Its first data trial, run internally by doc.ai researchers, is building a deep learning network to predict seasonal allergies. The one-year trial is designed for 2,000 participants.
To create the predictive model for allergies, the researchers collect three types of data. First, users take a selfie through the mobile app. An AI model called Selfie To BMI, trained on 2 million faces, uses these selfies to predict the body-mass index from each user’s age, height, weight and gender.
Next, they enter their present and past zip codes. This location data is linked to 40 years of open source air quality and pollen information, which helps the model determine the kinds of allergens the trial participant is likely inhaling.
Lastly, the app connects to the user’s Fitbit or Apple HealthKit data to collect physical activity information. Participants self-report through the app when they experience allergy symptoms.
“We’re reducing the barrier to putting together research to a few weeks instead of a few months,” said De Brouwer. “Everything’s on the phone.”

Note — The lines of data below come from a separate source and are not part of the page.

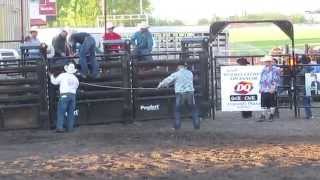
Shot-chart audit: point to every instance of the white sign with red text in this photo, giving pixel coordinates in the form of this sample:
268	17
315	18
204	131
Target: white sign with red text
240	88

Using NVIDIA Tesla V100 GPUs on the Google Cloud Platform, doc.ai researchers train their neural networks on the anonymized data that trial participants agree to share.
In the future, this de-identified data will be accessible to vetted data scientists outside of doc.ai. Participants must give informed consent about which aspects of their data are being shared for any data trials they sign up for.
Other research projects in the works span research areas like pain management, epilepsy, Crohn’s disease and Lyme disease. These future trials will incorporate new data points, too, including microbiome, genetic and blood test information.